Coursera Learner working on a presentation with Coursera logo and

What is the Empirical Rule?

Coursera Learner working on a presentation with Coursera logo and

This rule in statistics suggests that every data that you can observe will fall under three different standard deviations of the mean in a normal distribution. You might also know the empirical rule as the 68–95–99.7 rule or three-sigma rule. According to the rule, 68% of the data will fall in the first standard deviation, 95% will fall in the first and the second deviation and 99.7% of the data will fall in all three deviations:

68% – (µ ± σ),

95% – (µ ± 2σ)

99.7% – (µ ± 3σ)

If we have a normal distribution of the data on a graph on the x-axis, the bell curve will be in the center. The first standard deviation includes the positive half (µ + σ) and the negative half (µ – σ). Both these halves of the first standard deviation collectively will be 68%, but if we only consider the positive half, it would be 34%, and the negative half would be the same. Similarly, if we consider the second standard deviation, we can add the positive half of the first and second deviation with the negative side of both deviations, making it 95% complete. The phenomena will be the same in the third deviation also.

Normal Distribution

This is probably an essential distribution of probabilities in statistics. For instance, data sets like heart rate, blood pressure, height, and IQ scores will form a bell curve of normal distribution 

The symmetry of the Normal Distribution

The normal distribution is for continuous variables. Continuous variables have infinite values. They include these values in the distribution. A normal distribution helps in describing the way in which you distribute the variables. Most variables, data, or observations cluster to the center in a normal distribution, causing a peak. That is why most normal distributions have a bell shape.

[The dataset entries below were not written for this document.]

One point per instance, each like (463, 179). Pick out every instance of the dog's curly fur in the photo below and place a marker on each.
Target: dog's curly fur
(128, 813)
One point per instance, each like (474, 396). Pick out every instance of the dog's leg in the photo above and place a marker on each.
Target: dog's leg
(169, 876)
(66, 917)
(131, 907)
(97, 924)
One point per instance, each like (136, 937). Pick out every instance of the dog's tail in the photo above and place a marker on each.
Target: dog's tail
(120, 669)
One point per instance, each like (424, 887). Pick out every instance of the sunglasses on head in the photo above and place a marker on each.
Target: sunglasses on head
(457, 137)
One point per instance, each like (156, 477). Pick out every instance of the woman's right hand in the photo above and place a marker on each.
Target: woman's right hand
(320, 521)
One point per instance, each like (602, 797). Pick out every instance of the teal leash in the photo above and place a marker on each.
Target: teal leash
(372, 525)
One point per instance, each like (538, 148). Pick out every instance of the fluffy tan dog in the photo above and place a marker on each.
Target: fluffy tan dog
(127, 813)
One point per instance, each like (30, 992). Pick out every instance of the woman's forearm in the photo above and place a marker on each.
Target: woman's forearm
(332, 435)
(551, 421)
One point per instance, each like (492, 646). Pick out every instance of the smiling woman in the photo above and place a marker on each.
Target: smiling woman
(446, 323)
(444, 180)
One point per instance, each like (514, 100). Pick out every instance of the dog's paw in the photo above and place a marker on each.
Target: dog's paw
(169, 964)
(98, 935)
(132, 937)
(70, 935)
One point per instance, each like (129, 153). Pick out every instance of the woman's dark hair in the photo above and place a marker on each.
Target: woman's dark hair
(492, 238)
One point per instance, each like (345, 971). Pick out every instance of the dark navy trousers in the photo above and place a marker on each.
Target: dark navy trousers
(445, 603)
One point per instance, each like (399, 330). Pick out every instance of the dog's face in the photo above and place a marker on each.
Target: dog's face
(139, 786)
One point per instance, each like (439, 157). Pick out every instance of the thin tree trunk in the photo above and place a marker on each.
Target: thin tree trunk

Furthermore, in a normal distribution, the mean, median, and mode are equal. There is a curve in the center, which is the mean. However, the left and the right values are equal. You can define normal distribution by the mean and standard deviation. These are the two essential factors that affect the curve. 68 percentage of the area falls under a single standard deviation of the mean.

Parameters of Normal Distribution

Mean

We can find the mean of the data set by adding all the values and dividing the total by the number of values.

Median

When you order the data set from the lowest to the largest, the middle value is the median.

Mode

The mode is that value that appears very often in the data set.

Standard Deviation

Standard deviation measures how widespread are the values of the data are. The symbol of the standard deviation is sigma. The standard deviation is only the square root of the variances. For instance, when you measure the annual rate of the investment return, you can find the historical volatility of the investment. This approach is a statistical measurement or standard deviation.

Variances

Variances also measure the widespread of values. However, this term refers to how far the numbers in the data set from the mean and other numbers are

Z-Scores

Z-score is a numeric representation of the relationship between the mean of a group to the value. You can calculate Z-score as standard deviations with the help of the mean. When the Z-score equals zero, the means score and data score are equal. Z-score can be negative and positive. If a Z-score is negative, it is below mean, and if the Z-score is above mean, it is positive.

Understanding the Concept of68–95–99.7 Rule

The normal distribution of the data commonly relates to the 68–95–99.7 rule. You can find 68% of the data in the first standard deviation, 95% of the data in the second deviation, and 99.7% of the data in the third deviation of the mean.

Probability Density Function

To find out the percentage, you should know what the probability density function or PDF means. With the help of PDF, you can specify the random variable probability that falls in a specific range of values instead of taking any different value. You can calculate the probability by taking out the integral of the variable’s PDF on the range. This means the area is in the density function but between the highest and lowest values and over the range’s horizontal axis.

In the first standard deviation, there is 68% of the data. So if you want to find the random data point landing’s probability in the first standard deviation, you need to calculate the mean of the data from -1 to 1 standard deviation.

In the second standard deviation, there is 95% of the data. So if you want to find the random data point landing’s probability in the second standard deviation, you need to calculate the mean of the data from -2 to 2 standard deviations.

The third standard deviation has 99.7% of the data. So if you want to find the random data point landing’s probability in the third standard deviation, you need to calculate the mean of the data from -3 to 3 standard deviations.

Conclusion

We can get a rough probability estimation of the data through the 68–95–99.7 rule quickly. You can use this method as a simple test when the population of the data is normal. However, if the data population is not normal, you can use this method as a normality test.